At the same time, sustained weakness in oil prices will eventually hurt US shale oil producers because of their relatively higher cost of production. In such circumstances, the market share of Middle Eastern crude will increase at the expense of US crude.
Meanwhile, tanker rates surged due to a sudden increase in VLCC chartering from Bahri, Saudi Arabia’s national shipping arm. Bahri fixed at least 18 VLCCs since the Kingdom aims to pump more crude into the market as its price war with Russia escalates. The VLCC earnings on Middle East–China (TD3C) route skyrocketed to $166,000pd on 11 March from $30,300pd on 06 March.
If Saudi Arabia manages to strike a deal with Russia to cut production in the short term, tanker rates will plummet to the pre-price war levels because of the ongoing weakness in crude oil trade on account of the spread of COVID-19 globally.

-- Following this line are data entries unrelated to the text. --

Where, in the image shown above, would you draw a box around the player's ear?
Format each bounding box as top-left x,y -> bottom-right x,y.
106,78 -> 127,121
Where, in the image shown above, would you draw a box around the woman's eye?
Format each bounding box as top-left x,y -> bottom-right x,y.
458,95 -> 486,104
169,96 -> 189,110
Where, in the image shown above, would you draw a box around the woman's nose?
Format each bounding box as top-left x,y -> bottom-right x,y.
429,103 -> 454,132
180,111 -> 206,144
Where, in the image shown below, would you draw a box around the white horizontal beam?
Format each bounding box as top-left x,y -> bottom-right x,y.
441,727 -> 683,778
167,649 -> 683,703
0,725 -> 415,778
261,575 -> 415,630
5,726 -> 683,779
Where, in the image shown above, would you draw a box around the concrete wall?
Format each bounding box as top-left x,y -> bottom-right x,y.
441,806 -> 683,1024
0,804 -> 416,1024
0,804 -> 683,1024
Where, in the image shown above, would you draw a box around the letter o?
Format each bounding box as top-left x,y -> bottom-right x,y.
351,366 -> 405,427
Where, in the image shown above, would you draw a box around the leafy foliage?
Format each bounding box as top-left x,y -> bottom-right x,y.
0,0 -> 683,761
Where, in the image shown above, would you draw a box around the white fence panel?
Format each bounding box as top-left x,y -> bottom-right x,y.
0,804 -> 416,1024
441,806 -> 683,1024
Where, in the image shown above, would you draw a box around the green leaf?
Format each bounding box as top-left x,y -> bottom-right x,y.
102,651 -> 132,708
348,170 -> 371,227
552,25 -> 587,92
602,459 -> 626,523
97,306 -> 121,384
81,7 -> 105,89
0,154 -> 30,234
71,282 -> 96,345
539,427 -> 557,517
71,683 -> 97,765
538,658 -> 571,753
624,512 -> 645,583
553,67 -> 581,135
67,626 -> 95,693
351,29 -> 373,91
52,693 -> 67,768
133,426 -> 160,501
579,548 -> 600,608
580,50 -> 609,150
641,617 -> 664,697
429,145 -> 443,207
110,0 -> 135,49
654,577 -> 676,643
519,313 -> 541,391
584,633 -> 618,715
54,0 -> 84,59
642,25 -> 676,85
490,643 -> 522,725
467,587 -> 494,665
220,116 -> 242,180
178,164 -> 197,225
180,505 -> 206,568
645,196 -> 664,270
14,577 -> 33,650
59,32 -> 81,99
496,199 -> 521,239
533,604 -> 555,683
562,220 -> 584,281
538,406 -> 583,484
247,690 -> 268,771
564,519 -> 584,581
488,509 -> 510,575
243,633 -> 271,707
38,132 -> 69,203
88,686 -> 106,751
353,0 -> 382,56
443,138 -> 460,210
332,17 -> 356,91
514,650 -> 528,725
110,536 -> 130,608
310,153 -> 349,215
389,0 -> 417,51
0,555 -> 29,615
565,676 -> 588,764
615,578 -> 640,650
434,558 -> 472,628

On the other hand, if there is a prolonged price war, tonnage demand will rise initially with the increase in oil demand and stocking activity, which in turn will keep freight rates above pre-price war levels.
However, once sustained weakness in oil prices starts hurting US crude production, Middle Eastern crude will start displacing US crude in Asia. This in turn will squeeze tonne-mile demand for tankers as the distance between the US to Asia is almost double the distance between the Middle East to Asia. Thus we estimate that every barrel per day of annual decline in US exports to Asia at the expense of the Middle East will lead to about a 2.5% decline in overall tonne-mile demand for tankers. Freight rates in such a situation will plunge below the pre-price war levels.